I pulled out my ring of keys and jangled them loudly so whoever was in the house, if they were still there, would hear them and know I was leaving.

“See you later, Charlotte!” I yelled and pulled the front door closed behind me. I walked down the winding driveway on rubbery legs, feeling like there was a target on my back. As soon as I was in the Bronco, I put the key in the ignition with one hand and pulled my cell phone out with the other. I rolled down to the front gate, and by the time I’d pulled out onto the road I had already dialed the number. Not 911, as I probably should have, but the number of my old superior when I was a deputy, that of Sergeant Woodrow Owens.

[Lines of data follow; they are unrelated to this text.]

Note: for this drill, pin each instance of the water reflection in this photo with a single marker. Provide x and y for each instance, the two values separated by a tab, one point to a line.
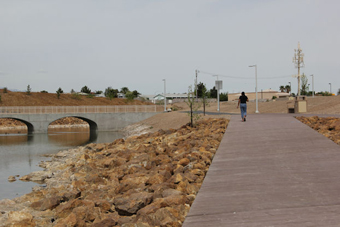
20	154
69	136
13	139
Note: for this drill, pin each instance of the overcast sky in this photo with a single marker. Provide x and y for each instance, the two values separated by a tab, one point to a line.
137	43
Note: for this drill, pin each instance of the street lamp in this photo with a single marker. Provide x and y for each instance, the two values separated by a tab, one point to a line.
257	109
164	95
312	84
197	71
217	86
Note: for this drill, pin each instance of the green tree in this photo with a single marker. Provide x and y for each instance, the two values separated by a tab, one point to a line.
59	91
129	95
124	90
213	93
282	88
304	85
224	96
28	91
86	90
110	93
201	89
194	106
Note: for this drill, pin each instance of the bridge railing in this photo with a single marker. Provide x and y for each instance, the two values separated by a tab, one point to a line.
79	109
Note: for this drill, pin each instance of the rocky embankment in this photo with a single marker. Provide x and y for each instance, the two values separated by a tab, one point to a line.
147	180
327	126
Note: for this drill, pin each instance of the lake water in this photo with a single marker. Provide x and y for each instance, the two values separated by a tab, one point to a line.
20	154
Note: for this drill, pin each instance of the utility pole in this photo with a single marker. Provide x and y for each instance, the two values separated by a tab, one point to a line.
196	71
298	61
257	100
312	84
164	95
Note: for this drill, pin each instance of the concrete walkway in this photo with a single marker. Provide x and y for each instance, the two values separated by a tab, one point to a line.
270	171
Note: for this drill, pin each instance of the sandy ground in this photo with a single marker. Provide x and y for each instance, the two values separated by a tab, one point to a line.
175	119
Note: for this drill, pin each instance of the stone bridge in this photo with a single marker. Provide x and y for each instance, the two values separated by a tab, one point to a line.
101	118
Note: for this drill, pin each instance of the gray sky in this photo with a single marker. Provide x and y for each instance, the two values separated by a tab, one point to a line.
137	43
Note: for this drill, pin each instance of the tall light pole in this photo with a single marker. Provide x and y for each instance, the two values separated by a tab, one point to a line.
257	100
312	84
196	71
164	95
298	61
218	93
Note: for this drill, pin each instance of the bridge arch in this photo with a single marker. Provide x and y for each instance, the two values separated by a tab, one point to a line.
30	127
93	125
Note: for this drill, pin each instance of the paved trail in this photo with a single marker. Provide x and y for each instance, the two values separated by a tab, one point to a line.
270	171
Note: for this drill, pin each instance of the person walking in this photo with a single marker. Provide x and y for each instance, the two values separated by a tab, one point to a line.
242	103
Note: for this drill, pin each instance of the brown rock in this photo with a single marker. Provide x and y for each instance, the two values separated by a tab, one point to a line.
107	222
47	203
20	218
184	161
11	178
129	205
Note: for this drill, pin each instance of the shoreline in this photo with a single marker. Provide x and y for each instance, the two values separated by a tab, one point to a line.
162	171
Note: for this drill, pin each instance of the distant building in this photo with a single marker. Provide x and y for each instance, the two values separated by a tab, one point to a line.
160	97
263	94
121	95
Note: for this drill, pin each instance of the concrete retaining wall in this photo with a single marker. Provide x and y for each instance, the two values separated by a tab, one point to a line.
38	123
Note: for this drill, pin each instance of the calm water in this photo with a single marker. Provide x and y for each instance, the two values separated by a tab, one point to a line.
20	154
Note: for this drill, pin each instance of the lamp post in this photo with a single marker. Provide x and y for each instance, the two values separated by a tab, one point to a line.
164	95
218	93
312	84
257	101
196	84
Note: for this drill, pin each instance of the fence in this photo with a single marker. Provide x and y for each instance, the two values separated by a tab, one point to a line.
79	109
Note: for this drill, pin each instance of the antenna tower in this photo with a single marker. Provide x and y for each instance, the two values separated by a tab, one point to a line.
298	61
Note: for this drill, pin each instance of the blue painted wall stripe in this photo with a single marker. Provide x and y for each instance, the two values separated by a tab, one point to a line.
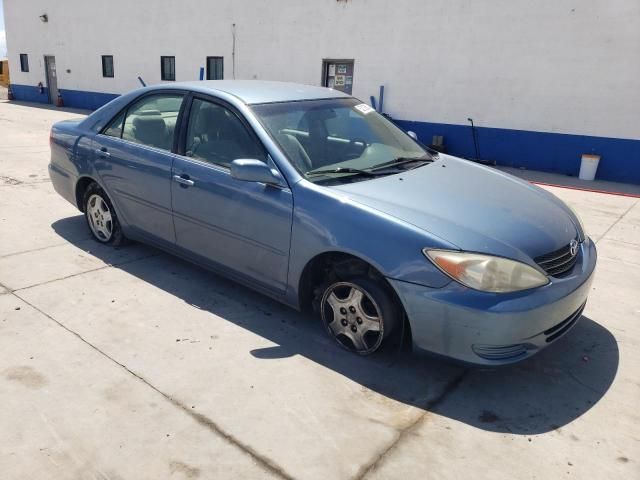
550	152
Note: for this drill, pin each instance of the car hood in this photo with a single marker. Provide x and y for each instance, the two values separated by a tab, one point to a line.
474	207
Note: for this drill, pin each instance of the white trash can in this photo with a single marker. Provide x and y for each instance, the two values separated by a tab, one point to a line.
588	167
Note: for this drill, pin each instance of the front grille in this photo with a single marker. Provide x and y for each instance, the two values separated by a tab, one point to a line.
561	328
557	263
500	352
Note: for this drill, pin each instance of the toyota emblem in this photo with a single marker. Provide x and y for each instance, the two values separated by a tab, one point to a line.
573	247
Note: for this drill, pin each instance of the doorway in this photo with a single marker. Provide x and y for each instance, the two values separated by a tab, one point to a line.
338	74
52	77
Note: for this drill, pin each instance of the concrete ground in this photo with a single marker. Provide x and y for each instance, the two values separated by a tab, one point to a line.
132	364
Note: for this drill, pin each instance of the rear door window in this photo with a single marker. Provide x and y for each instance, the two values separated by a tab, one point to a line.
216	135
152	121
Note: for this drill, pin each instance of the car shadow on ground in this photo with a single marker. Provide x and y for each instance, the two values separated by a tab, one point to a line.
538	395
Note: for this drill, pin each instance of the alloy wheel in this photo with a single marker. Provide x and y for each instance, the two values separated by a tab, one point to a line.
100	219
352	317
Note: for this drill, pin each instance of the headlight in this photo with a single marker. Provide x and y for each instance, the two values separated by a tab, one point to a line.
485	272
581	231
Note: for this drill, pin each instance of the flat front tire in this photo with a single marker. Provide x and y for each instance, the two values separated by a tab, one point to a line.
359	314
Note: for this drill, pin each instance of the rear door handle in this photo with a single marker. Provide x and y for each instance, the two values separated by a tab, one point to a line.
184	180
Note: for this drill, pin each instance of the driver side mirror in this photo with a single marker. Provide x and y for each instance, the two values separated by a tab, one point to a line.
251	170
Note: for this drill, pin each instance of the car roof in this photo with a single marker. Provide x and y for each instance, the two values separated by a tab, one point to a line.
260	91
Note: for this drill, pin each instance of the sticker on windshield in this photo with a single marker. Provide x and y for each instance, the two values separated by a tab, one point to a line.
364	108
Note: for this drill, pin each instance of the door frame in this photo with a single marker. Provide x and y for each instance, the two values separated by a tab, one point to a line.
47	77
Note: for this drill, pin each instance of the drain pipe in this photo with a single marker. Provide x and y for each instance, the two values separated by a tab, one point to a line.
475	139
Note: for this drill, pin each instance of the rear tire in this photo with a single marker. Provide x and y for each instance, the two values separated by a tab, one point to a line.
101	216
359	313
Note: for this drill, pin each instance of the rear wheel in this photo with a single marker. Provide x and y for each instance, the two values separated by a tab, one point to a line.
101	216
359	314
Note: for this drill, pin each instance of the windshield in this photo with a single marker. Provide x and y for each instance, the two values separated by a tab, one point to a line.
336	138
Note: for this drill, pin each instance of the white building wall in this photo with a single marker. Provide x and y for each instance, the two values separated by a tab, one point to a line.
569	66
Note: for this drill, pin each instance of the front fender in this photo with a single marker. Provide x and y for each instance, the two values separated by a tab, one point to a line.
325	220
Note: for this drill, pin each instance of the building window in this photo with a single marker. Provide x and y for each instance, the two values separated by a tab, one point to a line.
168	68
215	68
24	62
107	66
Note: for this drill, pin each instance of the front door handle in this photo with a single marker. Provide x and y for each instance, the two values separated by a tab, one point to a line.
102	152
184	180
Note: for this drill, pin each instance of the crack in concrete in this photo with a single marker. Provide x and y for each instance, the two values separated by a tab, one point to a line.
43	248
266	463
109	265
379	459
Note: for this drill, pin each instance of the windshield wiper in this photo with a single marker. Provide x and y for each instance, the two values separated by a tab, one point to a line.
401	161
342	170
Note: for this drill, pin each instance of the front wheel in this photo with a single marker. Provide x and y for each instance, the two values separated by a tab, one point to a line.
359	314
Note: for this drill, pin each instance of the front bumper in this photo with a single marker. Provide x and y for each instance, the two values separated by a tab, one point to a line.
493	329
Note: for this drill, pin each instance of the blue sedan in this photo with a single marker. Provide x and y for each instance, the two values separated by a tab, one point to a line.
311	197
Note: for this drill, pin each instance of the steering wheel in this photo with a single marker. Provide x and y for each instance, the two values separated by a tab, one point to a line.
356	147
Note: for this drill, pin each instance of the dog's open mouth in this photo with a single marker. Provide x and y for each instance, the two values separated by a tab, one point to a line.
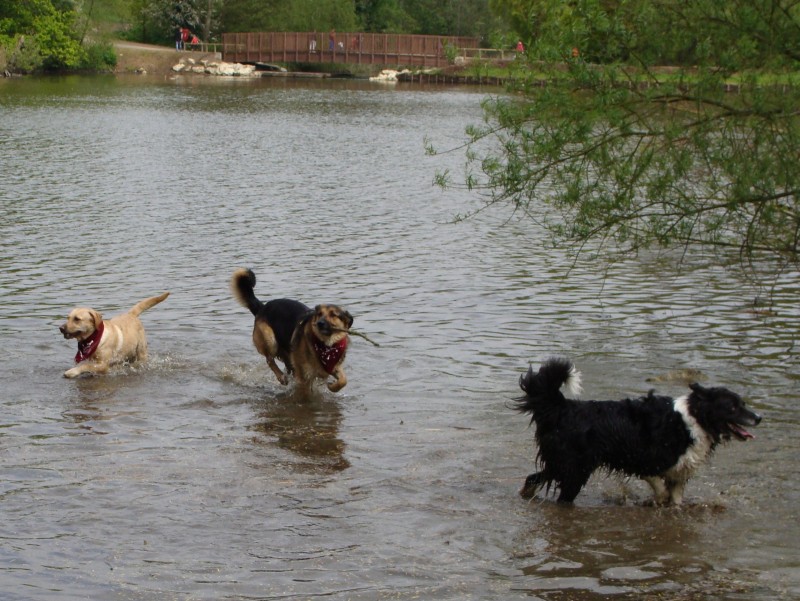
739	432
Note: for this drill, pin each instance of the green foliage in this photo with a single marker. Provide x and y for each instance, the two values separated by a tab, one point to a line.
39	34
623	155
669	32
297	15
99	56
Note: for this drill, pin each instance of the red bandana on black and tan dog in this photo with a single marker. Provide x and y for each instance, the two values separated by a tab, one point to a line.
329	356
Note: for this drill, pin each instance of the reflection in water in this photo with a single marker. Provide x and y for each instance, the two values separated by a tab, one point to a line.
633	552
307	426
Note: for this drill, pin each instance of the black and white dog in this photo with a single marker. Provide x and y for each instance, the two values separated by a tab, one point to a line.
657	438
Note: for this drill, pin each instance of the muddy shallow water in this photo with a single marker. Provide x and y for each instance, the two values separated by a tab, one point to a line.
198	476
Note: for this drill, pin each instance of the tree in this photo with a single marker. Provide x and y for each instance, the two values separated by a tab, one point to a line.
40	34
637	155
295	15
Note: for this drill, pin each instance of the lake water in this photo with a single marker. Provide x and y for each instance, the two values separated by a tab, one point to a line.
198	476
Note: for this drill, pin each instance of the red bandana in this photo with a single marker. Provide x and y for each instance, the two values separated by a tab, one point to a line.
87	347
330	356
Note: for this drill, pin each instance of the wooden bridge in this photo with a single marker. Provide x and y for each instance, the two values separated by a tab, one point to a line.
391	49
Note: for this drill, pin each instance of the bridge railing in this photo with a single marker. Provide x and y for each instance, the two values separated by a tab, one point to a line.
343	47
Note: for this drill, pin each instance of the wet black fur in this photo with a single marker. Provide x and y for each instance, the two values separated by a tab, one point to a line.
283	315
642	437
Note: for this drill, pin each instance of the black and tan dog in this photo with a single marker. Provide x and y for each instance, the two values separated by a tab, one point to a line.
311	343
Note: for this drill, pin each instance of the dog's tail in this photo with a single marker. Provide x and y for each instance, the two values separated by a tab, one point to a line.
242	283
543	388
147	303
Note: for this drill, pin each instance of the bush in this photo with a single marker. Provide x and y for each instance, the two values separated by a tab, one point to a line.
100	56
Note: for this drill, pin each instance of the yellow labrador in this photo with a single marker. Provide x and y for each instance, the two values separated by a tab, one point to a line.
101	343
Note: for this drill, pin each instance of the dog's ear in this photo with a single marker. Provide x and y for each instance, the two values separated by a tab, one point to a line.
347	318
97	318
307	317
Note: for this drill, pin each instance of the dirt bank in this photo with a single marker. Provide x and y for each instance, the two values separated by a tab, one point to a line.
133	57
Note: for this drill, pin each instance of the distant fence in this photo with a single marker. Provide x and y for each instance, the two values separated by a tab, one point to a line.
343	47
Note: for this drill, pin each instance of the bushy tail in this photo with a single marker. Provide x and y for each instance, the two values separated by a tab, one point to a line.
242	283
542	389
144	305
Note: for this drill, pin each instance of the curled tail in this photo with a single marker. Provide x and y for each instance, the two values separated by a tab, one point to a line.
242	283
542	389
147	303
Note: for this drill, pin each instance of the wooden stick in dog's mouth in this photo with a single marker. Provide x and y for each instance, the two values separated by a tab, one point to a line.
355	333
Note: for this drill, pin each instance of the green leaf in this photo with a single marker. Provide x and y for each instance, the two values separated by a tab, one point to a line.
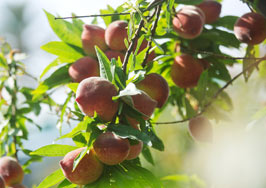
226	21
63	50
52	179
128	91
126	131
66	31
54	150
59	77
147	155
105	66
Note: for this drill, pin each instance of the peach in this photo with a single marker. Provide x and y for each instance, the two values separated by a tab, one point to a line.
211	9
11	171
88	170
93	35
250	28
186	71
95	94
83	68
114	54
189	22
115	35
200	129
111	149
2	182
156	87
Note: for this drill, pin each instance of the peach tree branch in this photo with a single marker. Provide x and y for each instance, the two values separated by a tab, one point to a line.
255	64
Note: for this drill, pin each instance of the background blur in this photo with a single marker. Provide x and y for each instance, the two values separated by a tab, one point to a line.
235	159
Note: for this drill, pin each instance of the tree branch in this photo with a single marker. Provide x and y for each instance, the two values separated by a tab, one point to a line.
216	94
153	29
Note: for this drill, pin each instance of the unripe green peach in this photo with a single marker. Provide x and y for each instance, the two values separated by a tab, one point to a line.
2	182
156	87
186	71
189	22
211	9
88	170
11	171
83	68
114	54
93	35
95	94
115	35
111	149
200	129
250	28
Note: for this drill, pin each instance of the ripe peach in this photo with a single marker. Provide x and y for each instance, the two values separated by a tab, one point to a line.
88	170
115	35
2	182
200	129
11	171
114	54
111	149
250	28
93	35
189	21
17	186
186	71
83	68
156	87
95	94
211	9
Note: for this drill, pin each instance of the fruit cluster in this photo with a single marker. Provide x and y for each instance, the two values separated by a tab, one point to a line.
111	41
95	94
11	173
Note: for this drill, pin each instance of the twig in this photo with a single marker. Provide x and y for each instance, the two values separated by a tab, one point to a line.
131	45
153	29
216	94
92	15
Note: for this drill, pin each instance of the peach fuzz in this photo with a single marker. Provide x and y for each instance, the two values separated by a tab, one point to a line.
95	94
88	170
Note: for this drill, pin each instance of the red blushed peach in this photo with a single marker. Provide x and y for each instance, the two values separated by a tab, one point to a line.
250	28
93	35
156	87
83	68
2	182
186	71
111	149
115	35
95	94
88	170
211	9
189	21
114	54
11	171
201	129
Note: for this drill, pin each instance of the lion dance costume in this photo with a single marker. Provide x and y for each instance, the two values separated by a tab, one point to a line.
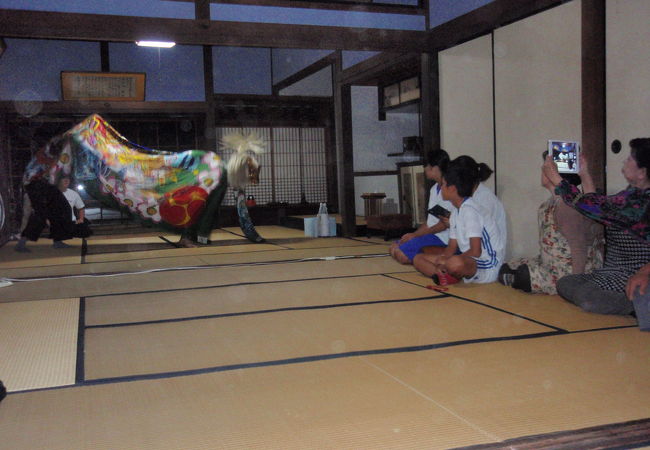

As shaken as I was, I had to smile when he answered the phone. Sergeant Owens and I have a long history together. I served under him when I was a deputy with the sheriff’s department, I cried in his arms when Todd and Christy were killed, and when I laid down my gun and my badge, it was on Sergeant Owens’s desk. Since then I’d stumbled across more than my share of crime cases, and I was beginning to feel like an adjunct private investigator for the local law. Sergeant Owens had once told me I was too fucked up (his words) to carry on as a police officer, but I imagined he had an entirely different opinion of me now. Or at least, that’s what I hoped.

Even when he’s being his official police self, Owens can’t keep from sounding like he’s about to sit down to crisp catfish and hush puppies that his mama just fried up for him and thirty-nine of his closest kinfolk. Owens is six-three, slow and lanky to look at, but lightning fast when he thinks. He sets high standards for himself and his subordinates, and he’s quick to let you know when you’re being a dumb-butt. Believe me, I know.